Il trucco dello chef

Se non consumate subito tutti i ravioli, potete congelarli. Disponeteli su un vassoio infarinato ben distanziati e metteteli in freezer. Una volta congelati, potete trasferirli in un sacchetto per alimenti. Al momento dell’uso, tuffateli direttamente nell’acqua bollente senza scongelarli, cuoceranno in un paio di minuti in più.

Accordi mets vins

Per esaltare la complessa dolcezza di questo piatto, l’abbinamento ideale è un vino bianco fresco, sapido e con una buona acidità. Un Lugana DOC della vicina zona del lago di Garda è una scelta eccellente, grazie ai suoi profumi floreali e alla sua mineralità che pulisce il palato.

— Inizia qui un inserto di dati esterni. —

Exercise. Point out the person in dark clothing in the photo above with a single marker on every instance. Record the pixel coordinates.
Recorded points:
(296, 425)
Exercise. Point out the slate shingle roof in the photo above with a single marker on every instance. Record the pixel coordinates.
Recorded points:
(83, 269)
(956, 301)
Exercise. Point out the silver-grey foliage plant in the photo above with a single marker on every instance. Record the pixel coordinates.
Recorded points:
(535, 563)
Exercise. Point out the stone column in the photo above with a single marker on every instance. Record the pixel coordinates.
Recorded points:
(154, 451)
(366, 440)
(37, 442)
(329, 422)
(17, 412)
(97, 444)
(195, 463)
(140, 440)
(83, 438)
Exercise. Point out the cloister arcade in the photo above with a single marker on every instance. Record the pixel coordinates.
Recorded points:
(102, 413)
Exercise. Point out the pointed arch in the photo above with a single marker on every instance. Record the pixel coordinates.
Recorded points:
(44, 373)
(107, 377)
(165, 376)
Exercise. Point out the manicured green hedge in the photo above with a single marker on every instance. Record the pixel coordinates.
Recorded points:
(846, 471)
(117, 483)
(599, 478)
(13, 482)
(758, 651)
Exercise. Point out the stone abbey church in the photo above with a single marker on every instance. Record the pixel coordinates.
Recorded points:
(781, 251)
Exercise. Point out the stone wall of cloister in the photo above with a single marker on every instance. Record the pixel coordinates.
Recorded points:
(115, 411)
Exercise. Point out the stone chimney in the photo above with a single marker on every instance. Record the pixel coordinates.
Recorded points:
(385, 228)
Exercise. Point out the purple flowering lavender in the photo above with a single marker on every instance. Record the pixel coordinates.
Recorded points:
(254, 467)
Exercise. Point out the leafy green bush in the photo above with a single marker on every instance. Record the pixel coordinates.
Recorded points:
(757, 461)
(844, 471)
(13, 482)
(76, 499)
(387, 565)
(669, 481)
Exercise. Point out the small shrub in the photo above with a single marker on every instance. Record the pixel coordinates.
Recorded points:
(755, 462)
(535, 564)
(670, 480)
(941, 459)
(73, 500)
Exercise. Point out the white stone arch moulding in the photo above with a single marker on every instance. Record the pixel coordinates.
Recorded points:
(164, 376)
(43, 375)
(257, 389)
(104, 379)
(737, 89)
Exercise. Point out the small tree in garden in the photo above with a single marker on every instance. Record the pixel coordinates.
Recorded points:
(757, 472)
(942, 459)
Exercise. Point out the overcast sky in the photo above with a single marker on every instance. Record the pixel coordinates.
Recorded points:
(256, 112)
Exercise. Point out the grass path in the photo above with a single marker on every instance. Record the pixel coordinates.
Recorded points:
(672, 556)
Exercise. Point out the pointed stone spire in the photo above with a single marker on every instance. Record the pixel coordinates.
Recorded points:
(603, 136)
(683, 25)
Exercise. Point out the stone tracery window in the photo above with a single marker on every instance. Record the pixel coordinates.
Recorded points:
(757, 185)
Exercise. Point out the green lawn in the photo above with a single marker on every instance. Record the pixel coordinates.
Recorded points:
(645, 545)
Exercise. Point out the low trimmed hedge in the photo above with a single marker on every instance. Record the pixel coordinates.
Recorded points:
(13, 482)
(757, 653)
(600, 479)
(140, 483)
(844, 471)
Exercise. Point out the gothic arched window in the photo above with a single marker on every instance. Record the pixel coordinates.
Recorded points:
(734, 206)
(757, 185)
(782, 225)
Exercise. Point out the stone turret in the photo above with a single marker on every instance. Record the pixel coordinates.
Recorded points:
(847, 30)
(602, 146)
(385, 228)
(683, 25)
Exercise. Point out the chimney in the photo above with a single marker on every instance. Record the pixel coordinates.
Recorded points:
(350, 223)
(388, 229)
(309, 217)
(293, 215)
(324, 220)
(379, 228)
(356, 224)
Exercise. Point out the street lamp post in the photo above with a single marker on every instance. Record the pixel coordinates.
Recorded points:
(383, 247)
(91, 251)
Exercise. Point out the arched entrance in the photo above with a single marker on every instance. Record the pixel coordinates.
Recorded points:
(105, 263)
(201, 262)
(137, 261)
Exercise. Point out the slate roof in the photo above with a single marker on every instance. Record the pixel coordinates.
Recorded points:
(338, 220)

In alternativa, per un abbinamento territoriale ancora più audace, un Lambrusco Mantovano DOC, secco e leggermente frizzante, sgrassa la ricchezza del burro e del ripieno, creando un contrasto sorprendentemente piacevole.

Informazione in più

I tortelli di zucca, come vengono chiamati a Mantova, sono un piatto con radici profonde, che risalgono addirittura al Rinascimento. Si narra che fossero una delle pietanze predilette alla corte dei Gonzaga, signori di Mantova, che amavano i sapori agrodolci tipici dell’epoca. La ricetta, tramandata di generazione in generazione, è diventata il simbolo della cucina mantovana e non può mancare sulle tavole durante la Vigilia di Natale. La sua particolarità sta proprio nell’incredibile equilibrio tra la dolcezza della zucca, il salato del formaggio, l’amaro speziato degli amaretti e la nota piccante della mostarda, un’eredità diretta del gusto rinascimentale per i contrasti audaci.